Rodrigo Suzuki Cintra

A Galeria Invisível - Cap. XV

Daum Casa com o seu Pedante Autômato “George” em Maio de 1920, John Heartfield está muito Contente com isso (Construção Meta-mech, segundo o Prof. Hausmann), 1920, (Grosz) Ou Amores Sinceros

 

I

Uma mão, talvez menos do que uma mão, um dedo, toca de maneira suave o seio direito de uma mulher. 

Pode ser que esse toque cause algum prazer. 

De fato, a mulher está claramente ruborizada ao olhar para o autômato ao seu lado. Além disso, sua boca está semiaberta e dá a impressão de que está ligeiramente encabulada, abrindo um sorriso forçado para o autômato – ela, de maneira nítida, não quer que ele perceba o que está acontecendo. Tudo leva a crer, aliás, que o robô não percebe o toque e também não é quem o realiza. O ângulo entre a mulher e ele não permite que ele veja a carícia. Além disso, a mão é por demais orgânica e está fora do alcance do autômato: é inviável sustentar que seja sua. 

Essa mulher é, sem dúvida, a nova esposa do robô. Ela se importa com o que ele pensa. Tanto que fica envergonhada com o toque. Mas isso não é suficiente para fazer com que ela afaste a mão que a acaricia. Pelo contrário, ela parece mover o corpo em uma posição em que a mão possa continuar o afago e, ao mesmo tempo, tornar mais difícil que o autômato veja a situação. 

Pode ser que o fato de estar vestindo apenas uma anágua e chapéu sinalize para uma mulher mais solta. O chapéu que ela usa é um daqueles apetrechos próprios para sair à rua, enquanto a anágua, que deixa seus pelos pubianos à mostra, aponta para uma situação mais íntima, em ambiente privado. Há algo de contraditório em estar vestindo um chapéu de sair e uma anágua de ficar, mas talvez essa seja a melhor maneira de caracterizar esta mulher. Alguém que pertence e transita com facilidade entre a rua e o interior da casa.

Podemos, também, tentar entendê-la a partir de outra ótica.
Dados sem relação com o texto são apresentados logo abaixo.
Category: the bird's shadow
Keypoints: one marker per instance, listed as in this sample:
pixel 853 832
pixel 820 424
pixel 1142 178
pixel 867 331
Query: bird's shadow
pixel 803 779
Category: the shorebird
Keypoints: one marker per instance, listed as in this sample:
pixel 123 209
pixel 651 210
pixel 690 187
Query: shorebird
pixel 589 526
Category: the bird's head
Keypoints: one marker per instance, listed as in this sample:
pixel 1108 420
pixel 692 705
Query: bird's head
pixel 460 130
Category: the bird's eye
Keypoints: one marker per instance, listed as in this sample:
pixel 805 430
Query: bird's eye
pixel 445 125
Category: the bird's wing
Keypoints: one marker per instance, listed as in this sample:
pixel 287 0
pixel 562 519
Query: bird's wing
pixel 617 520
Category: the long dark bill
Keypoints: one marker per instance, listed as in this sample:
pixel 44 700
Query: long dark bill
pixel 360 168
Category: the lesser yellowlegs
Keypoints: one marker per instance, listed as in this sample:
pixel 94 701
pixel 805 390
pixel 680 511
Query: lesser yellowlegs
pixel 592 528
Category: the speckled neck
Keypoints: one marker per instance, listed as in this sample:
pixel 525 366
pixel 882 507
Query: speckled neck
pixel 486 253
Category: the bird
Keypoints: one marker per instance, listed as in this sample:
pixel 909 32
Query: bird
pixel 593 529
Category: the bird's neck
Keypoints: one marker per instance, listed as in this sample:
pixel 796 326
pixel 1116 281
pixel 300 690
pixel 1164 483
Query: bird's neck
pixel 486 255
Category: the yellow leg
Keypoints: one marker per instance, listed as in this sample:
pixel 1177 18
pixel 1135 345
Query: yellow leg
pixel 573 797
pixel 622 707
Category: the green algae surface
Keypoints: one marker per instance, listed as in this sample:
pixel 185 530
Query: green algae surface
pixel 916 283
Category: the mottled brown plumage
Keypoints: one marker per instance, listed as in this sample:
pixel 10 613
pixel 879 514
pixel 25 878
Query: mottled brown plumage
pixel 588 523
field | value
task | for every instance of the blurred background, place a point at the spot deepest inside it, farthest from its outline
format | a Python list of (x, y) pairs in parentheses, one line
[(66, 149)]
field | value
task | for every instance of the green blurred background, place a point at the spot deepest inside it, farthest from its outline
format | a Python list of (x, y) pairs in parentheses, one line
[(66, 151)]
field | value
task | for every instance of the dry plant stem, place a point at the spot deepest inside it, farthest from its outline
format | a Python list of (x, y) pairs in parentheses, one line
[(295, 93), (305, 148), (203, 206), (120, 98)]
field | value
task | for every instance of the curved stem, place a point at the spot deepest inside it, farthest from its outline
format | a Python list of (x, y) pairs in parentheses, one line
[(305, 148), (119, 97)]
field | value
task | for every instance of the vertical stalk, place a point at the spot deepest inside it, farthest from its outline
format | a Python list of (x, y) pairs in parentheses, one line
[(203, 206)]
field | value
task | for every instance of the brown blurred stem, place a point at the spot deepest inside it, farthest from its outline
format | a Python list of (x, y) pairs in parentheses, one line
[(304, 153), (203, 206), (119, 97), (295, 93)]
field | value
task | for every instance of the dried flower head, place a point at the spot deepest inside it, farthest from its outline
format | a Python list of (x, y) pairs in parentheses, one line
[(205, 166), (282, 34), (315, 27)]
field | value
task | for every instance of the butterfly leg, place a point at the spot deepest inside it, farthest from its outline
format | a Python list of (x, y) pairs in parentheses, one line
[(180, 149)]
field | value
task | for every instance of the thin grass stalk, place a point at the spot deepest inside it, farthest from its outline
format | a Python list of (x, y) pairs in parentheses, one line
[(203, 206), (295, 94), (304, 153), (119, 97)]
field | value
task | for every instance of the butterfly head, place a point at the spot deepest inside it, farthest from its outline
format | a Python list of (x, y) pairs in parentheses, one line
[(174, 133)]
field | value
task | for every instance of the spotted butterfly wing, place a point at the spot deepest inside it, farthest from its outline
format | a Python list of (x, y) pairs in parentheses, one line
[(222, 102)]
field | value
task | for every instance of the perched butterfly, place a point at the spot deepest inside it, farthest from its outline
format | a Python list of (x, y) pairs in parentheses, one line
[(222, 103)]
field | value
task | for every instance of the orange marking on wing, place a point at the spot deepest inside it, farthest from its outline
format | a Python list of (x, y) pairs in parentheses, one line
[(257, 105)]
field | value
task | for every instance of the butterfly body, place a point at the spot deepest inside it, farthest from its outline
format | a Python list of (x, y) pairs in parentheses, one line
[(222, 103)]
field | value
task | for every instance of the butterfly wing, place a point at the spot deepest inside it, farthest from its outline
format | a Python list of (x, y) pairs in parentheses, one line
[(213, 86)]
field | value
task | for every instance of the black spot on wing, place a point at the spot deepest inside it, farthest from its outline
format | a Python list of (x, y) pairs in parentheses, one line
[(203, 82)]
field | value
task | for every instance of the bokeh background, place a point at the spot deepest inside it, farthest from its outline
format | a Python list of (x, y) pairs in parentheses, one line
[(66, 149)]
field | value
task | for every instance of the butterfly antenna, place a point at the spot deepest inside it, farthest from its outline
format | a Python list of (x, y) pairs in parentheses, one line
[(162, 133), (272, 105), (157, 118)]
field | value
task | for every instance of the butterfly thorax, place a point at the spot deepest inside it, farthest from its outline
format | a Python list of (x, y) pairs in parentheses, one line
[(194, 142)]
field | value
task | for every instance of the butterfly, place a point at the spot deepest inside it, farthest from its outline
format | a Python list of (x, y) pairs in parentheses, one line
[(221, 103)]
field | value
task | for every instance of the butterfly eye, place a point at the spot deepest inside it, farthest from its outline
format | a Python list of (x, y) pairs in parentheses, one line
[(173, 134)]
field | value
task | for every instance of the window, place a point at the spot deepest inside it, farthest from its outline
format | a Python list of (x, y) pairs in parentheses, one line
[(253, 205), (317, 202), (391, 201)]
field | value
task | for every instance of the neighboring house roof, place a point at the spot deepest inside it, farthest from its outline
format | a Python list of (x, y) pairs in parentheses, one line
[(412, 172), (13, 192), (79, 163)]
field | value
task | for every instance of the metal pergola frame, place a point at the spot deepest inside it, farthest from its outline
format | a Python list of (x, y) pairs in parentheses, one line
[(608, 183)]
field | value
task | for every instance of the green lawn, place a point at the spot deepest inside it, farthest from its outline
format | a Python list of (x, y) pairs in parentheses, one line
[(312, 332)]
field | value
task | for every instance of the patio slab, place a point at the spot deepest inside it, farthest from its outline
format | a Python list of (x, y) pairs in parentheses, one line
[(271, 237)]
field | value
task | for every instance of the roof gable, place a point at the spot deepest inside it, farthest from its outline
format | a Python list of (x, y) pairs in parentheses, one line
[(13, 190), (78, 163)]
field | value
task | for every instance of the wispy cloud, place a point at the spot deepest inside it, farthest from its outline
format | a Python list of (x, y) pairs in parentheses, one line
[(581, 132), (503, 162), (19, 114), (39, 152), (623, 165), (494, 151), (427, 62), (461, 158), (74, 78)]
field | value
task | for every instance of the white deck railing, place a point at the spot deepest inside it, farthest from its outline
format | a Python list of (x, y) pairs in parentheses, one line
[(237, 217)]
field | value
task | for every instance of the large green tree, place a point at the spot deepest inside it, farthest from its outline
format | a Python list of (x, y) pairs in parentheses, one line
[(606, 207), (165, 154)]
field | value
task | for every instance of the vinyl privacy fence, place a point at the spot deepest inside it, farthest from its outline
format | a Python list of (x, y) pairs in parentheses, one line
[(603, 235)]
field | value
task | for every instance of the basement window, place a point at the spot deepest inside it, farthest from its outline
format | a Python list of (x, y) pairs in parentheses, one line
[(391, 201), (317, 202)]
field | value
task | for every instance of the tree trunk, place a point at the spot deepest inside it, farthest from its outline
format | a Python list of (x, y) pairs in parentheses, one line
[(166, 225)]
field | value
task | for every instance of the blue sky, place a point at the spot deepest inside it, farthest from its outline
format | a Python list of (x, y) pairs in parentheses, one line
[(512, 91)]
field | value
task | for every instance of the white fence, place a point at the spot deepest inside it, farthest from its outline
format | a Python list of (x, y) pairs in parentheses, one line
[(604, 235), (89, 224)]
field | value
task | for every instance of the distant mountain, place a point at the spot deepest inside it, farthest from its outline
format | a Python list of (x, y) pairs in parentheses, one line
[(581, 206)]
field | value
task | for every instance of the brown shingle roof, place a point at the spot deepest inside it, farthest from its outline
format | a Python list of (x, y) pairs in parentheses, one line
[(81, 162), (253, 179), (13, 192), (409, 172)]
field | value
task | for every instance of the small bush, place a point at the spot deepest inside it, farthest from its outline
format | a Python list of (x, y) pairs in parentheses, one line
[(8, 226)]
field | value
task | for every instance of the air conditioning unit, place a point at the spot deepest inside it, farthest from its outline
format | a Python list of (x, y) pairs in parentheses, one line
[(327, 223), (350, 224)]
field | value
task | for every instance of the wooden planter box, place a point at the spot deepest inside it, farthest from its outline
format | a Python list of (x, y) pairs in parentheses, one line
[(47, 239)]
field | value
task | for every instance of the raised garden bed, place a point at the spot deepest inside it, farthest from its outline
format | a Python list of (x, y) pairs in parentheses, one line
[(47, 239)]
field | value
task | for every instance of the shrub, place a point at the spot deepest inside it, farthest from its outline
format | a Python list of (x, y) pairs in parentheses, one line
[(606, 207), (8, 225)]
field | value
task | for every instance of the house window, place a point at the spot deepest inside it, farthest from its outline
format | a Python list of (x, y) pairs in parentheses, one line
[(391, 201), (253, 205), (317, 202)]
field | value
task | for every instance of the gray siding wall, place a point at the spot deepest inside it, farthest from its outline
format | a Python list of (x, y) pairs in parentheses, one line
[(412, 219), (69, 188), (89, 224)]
Ela é daquele tipo de mulher que, sem ser propriamente gorda, possui carne em abundância. O tipo de mulher que parece efetivamente ser mulher. Porém, talvez o fator que mais aponte para a sua feminilidade não seja, curiosamente, suas curvas e nem suas carnes nos lugares corretos, mas sim, aquele rubor no rosto de quem, de algum modo, está traindo o marido. A feminilidade, nesse sentido, é obviamente dupla: (1) estar traindo o marido; (2) estar ruborizada por isso.    

 

II

O autômato é quase que exclusivamente uma complexa máquina de cálculos. Números e mais números aparecem em sua estrutura mecanizada. Seu corpo é feito de engrenagens e de peças de ferro. Não dá para saber ao certo, para falar a verdade, como as engrenagens operam, ou seja, como podem fazê-lo funcionar. No entanto, uma manivela acoplada a alguma espécie de antiga calculadora mecânica parece ser o modo de acionar toda a sua estrutura. 

Mãos estão acima de sua cabeça e tocam-lhe a testa. Tudo o que conseguem produzir, não obstante, é uma sequência de números que, coladas no rosto do robô, escondem o seu nariz. Essa máquina que copia por meio de mecanismos e engrenagens o homem de carne e osso, o homem orgânico, por assim dizer, está vestida, como podemos perceber, de maneira sofisticada, como se estivesse pronto para uma cerimônia. Veste uma casaca cinza, nitidamente bem cortada, uma camisa branca com o colarinho alto e uma gravata borboleta negra. 

Este autômato sempre se veste bem e pode se dizer que é requisitado pelas mulheres. 

Se por um lado, sua esposa está entretida com mãos de outro homem, outra mulher aparece escondida na imagem que compõe as relações amorosas deste casal. Podemos ver apenas seu perfil em um recorte pequeno, localizado na parte superior da imagem, na extremidade à esquerda. Seu rosto ocupa a totalidade de uma janela diminuta, feita para passar quase que despercebida. Não sabemos quase nada sobre essa mulher. Mas, não há dúvida de que se trata da amante do autômato. O curioso, nesse caso, é que o robô nunca, em nenhuma situação, aparentará qualquer espécie de vergonha por ter uma amante. A masculinidade, nesse sentido, é obviamente dupla: (1) estar traindo a mulher; (2) acreditar profundamente, de maneira absolutamente sincera, que não está fazendo nada demais.